The Boston Fed started its study on central bank digital currencies back in 2015, releasing several published research papers on the possibilities and risks CBDCs pose to the U.S. economy. However, the practical bit is still some time from launch with statements from executives at the Boston Fed, confirming the timeline of the digital dollar launch is yet to be definite.
Speaking to Coindesk, Jim Cunha, the Senior Vice President at the Boston Fed, said, the project is still in its infancy stage hence the continuing in-depth research and learning on how CBDCs affect policy and the economy in general.
A long road ahead: Development of a digital dollarBEG reported last week the partnership between Boston Fed, the Digital Currency Institute (DCI), and MIT to enhance efforts in research on the digital dollar. The collaboration with MIT and DCI offers the Boston Fed a stable group to dive deeper into blockchains.
Neha Narula, director of the DCI, stated the partnership aims at extensively researching multiple blockchains to find the best fit for the digital dollar. The developers will leverage a “ready-made” blockchain to avoid “taking some brand-new consensus algorithm or cryptographic protocol and use it for a country’s national currency,” Narula said. In support, Cunha said the developers are working on
“30 to 40 blockchain projects either open source or private solutions at a very high level first, and then doing a deeper dive into a few of them.”
This is to promote a more comprehensive view of the blockchains allowing researchers to make steady conclusions on the privacy, scalability, throughput, security, and fees of each platform.
‘A different path to other CBDCs.’The digital dollar will differ from other central bank currencies due to the U.S. laws on privacy as well as differences in challenges across the banks. In respect to this, Cunha expects the development of a U.S. CBDC to take “years” with the development distributed across players in the ecosystem.

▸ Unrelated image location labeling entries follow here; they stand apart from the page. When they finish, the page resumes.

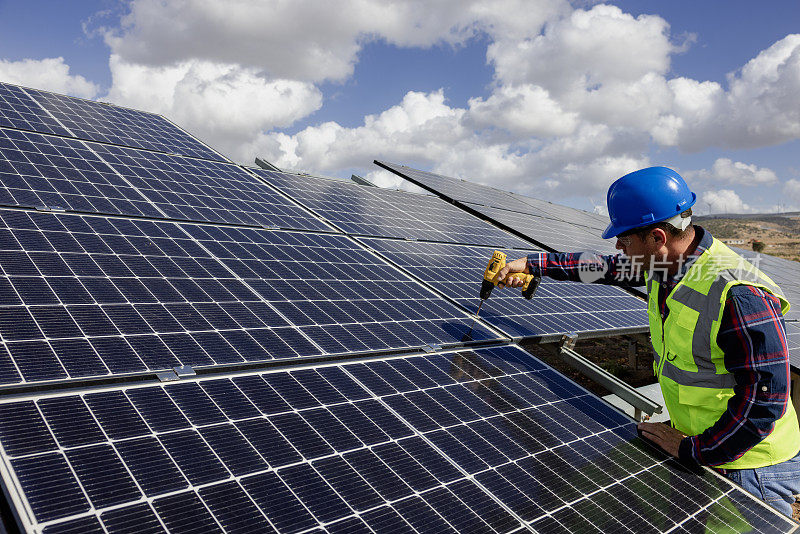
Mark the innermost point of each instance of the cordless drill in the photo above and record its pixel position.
(490, 280)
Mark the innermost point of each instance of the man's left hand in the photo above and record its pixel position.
(662, 435)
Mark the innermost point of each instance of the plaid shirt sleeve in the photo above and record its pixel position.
(752, 336)
(616, 269)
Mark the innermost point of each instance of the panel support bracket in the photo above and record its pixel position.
(597, 374)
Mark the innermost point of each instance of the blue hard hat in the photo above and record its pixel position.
(645, 197)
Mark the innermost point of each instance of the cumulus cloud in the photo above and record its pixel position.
(309, 41)
(726, 171)
(50, 74)
(758, 109)
(723, 201)
(791, 189)
(226, 105)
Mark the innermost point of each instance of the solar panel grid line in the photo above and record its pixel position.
(136, 279)
(111, 124)
(189, 418)
(460, 468)
(349, 400)
(207, 191)
(357, 210)
(13, 98)
(558, 307)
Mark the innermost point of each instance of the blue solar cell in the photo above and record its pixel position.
(134, 518)
(233, 449)
(112, 124)
(379, 212)
(44, 171)
(50, 487)
(194, 457)
(103, 475)
(150, 465)
(275, 500)
(22, 429)
(234, 509)
(185, 512)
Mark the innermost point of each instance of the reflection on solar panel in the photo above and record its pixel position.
(200, 190)
(460, 190)
(18, 110)
(785, 273)
(557, 307)
(474, 195)
(46, 171)
(90, 296)
(379, 212)
(474, 441)
(552, 226)
(121, 126)
(554, 234)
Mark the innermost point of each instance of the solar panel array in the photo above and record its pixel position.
(557, 307)
(554, 227)
(90, 296)
(173, 263)
(474, 441)
(359, 210)
(106, 123)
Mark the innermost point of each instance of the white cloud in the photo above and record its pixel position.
(723, 201)
(225, 105)
(584, 49)
(726, 171)
(791, 189)
(759, 109)
(50, 74)
(525, 110)
(309, 41)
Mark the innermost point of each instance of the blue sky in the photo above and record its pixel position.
(540, 96)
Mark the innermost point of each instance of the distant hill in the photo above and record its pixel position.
(780, 232)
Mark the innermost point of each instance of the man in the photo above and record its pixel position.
(716, 324)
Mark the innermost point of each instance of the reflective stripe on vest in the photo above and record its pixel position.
(689, 363)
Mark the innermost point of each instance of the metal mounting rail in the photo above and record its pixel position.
(640, 403)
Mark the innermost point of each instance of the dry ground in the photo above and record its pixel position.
(780, 234)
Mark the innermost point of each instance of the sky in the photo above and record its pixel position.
(550, 98)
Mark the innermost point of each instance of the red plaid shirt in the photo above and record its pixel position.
(752, 336)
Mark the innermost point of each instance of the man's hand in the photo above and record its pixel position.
(516, 266)
(666, 437)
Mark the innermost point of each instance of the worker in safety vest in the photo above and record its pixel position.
(716, 324)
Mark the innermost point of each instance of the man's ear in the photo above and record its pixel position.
(659, 236)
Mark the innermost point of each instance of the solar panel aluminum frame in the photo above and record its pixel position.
(27, 522)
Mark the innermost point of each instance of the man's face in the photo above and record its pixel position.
(642, 251)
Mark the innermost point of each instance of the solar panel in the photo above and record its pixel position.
(201, 190)
(476, 194)
(460, 190)
(553, 234)
(474, 441)
(91, 296)
(557, 307)
(372, 211)
(107, 123)
(18, 110)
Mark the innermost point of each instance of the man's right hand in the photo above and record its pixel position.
(516, 266)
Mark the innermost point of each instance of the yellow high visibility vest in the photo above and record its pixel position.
(690, 365)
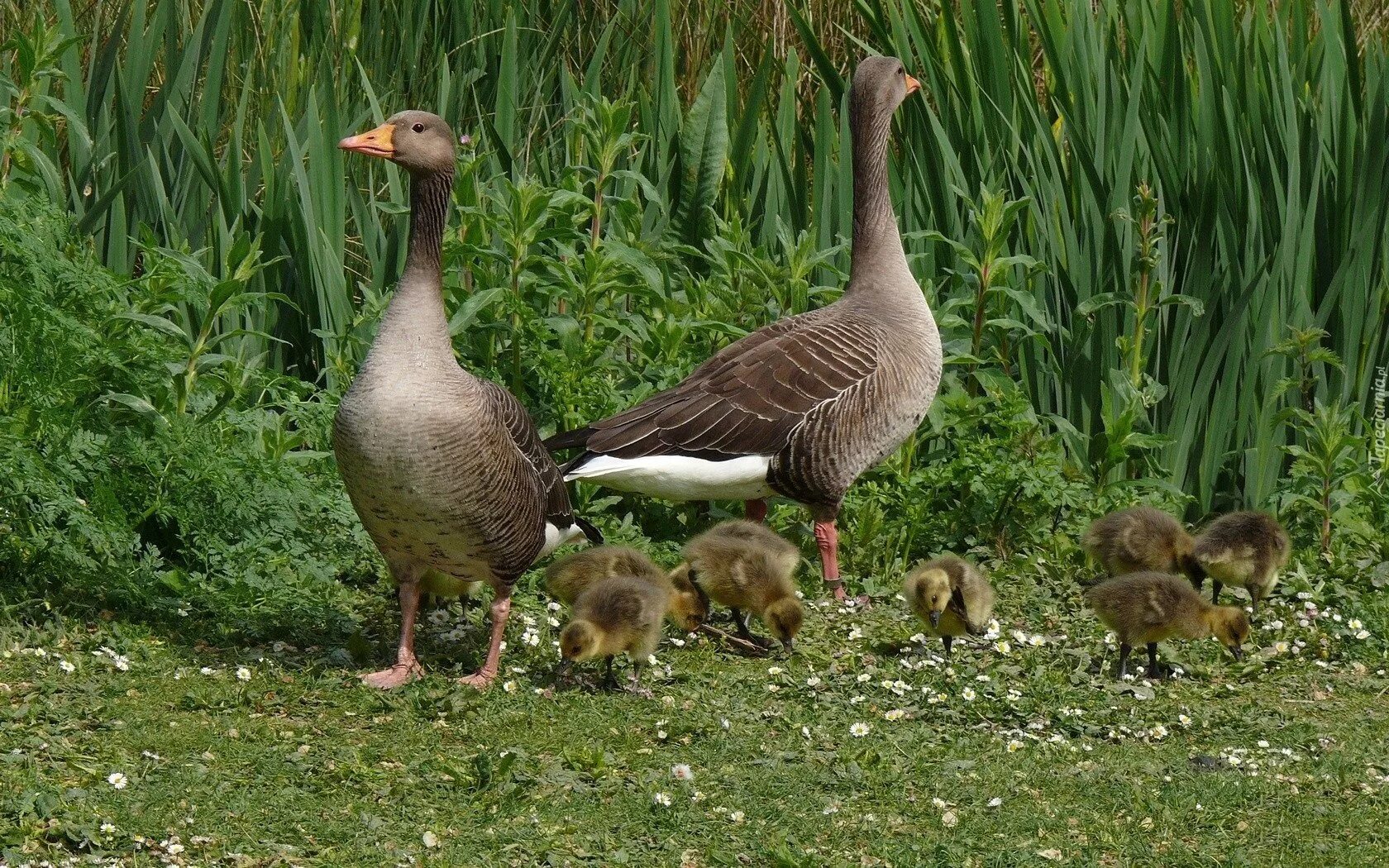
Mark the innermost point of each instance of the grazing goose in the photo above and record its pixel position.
(952, 596)
(1141, 539)
(1148, 608)
(1245, 549)
(445, 470)
(806, 404)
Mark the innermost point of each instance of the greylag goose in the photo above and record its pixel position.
(445, 470)
(806, 404)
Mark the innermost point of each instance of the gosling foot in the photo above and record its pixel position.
(403, 672)
(480, 681)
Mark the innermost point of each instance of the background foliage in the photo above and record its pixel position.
(1156, 236)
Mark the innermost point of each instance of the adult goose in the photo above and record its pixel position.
(806, 404)
(445, 470)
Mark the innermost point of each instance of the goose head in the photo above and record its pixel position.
(417, 141)
(880, 85)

“We’re not getting granular with this. We’re not trying to design and think about product design down to the level of ‘how would someone unbanked use this?” he said. “[Boston Fed] we’re trying to be flexible enough to allow innovation to answer some of those problems.”
Cunha maintained his stance that the digital dollar has no set timeline despite the advancement in the Chinese CBDC and private digital currencies such as Libra. Instead of competition, Cunha believes the introduction of other central bank digital currencies offers a collaborative spirit across the ecosystem, gaining the attention of people.

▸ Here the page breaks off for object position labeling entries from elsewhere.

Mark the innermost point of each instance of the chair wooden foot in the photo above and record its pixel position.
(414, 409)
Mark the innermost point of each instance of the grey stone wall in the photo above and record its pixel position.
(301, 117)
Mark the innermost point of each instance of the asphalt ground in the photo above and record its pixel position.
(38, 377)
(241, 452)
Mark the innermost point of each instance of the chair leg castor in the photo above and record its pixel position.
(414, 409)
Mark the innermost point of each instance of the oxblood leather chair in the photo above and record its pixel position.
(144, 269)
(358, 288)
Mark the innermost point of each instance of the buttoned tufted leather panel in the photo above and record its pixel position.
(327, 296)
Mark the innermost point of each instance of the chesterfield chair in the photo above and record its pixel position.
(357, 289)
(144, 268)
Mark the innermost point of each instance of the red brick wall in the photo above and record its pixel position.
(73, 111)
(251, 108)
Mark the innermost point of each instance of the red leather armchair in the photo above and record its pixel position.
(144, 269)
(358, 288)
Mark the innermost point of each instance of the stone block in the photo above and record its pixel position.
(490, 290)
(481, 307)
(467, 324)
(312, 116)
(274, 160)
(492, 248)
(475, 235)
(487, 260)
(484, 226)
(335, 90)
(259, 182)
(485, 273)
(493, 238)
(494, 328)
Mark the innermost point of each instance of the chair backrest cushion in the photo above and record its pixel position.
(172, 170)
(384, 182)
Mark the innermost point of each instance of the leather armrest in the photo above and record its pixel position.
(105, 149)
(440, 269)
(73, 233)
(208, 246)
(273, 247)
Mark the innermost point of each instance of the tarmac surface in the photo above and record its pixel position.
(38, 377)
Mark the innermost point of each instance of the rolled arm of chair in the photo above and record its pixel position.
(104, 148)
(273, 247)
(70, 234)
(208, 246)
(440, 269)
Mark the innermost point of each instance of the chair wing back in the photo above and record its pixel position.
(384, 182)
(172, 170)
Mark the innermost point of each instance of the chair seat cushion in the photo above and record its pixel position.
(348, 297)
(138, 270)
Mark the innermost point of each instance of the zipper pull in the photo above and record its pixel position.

“It just creates more interest in the project,” he said.
As one of the 12 country-wide Fed branches, Boston Fed provides a reliable partner in understanding the digital currency systems, Neha said. Having formed a solid partnership, the DCI executive states the two will come up with the right questions and answers to research on the launch of a CBDC extensively.
“We’re excited about this collaboration because DCI’s goal is to answer the fundamental questions necessary to determine under what circumstances a CBDC is a good idea, and how we might deploy one should a central bank decide to do so.”